Baht Falls on Concern Central Bank Will Intervene to Slow Gains

Thailand’s baht dropped for the first time in more than a week amid concern the central bank will intervene to slow the pace of appreciation that may hurt exports. Government bonds were little changed.

The currency has advanced 5.2 percent this year, the best performance in Asia, and gained beyond 29 per dollar this week for the first time since 1997. Bank of Thailand Governor Prasarn Trairatvorakul said yesterday that Prime Minister Yingluck Shinawatra has voiced concerns about the strength of the baht and its impact on exporters, and said the central bank will closely monitor the moves.
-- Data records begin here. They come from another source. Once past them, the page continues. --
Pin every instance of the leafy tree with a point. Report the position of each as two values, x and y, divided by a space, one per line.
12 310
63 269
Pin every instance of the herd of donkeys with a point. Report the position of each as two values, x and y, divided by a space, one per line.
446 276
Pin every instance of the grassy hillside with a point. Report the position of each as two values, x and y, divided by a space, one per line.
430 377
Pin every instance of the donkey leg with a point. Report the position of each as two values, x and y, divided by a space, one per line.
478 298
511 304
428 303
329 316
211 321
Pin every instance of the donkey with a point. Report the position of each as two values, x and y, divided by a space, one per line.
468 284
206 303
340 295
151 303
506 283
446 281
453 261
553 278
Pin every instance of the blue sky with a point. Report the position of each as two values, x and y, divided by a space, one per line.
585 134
The Bank of Japan (8301) last week announced 7.5 trillion yen ($75 billon) of bond buying a month.

“Amid continued appreciation pressure on the Asian currencies, the baht’s gains are stalled for now with some concerns about intervention,” said Hideki Hayashi, a researcher at the Japan Center for Economic Research in Tokyo. “With monetary easing by central banks in developed nations, funds are flowing into the bonds in the region where currency appreciation is expected.”
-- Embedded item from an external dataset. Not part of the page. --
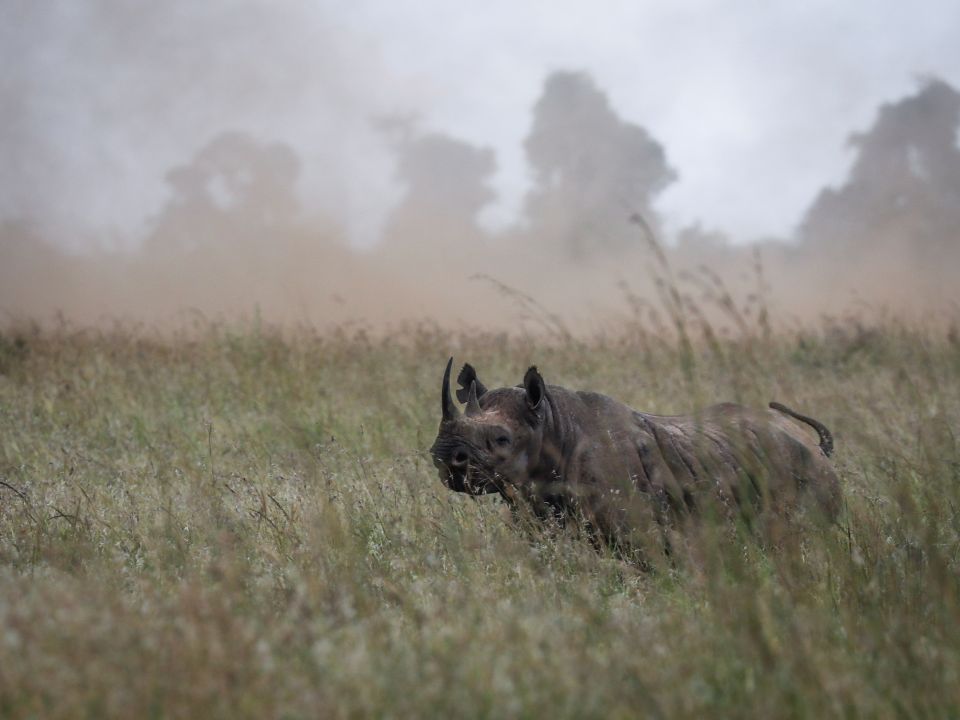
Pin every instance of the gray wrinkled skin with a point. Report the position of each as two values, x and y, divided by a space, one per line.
571 453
The baht fell 0.2 percent to 29.07 per dollar as of 8:53 a.m. in Bangkok, according to data compiled by Bloomberg. It touched 28.88 yesterday, the strongest level since a devaluation in July 1997 that sparked the Asian financial crisis. One-month implied volatility for the baht, a measure of expected moves in the exchange rate used to price options, dropped four basis points, or 0.04 percentage point, to 5.29 percent.

Global funds bought $1.1 billion more Thai sovereign debt than they sold this month through yesterday, taking this year’s net purchases to $11 billion, according to Thai Bond Market Association data. That compares with $31 billion of inflows in the whole of 2012.

The yield on the 3.625 percent government bonds June 2023 was little changed at 3.44 percent, the lowest level since Nov. 5, data compiled by Bloomberg show.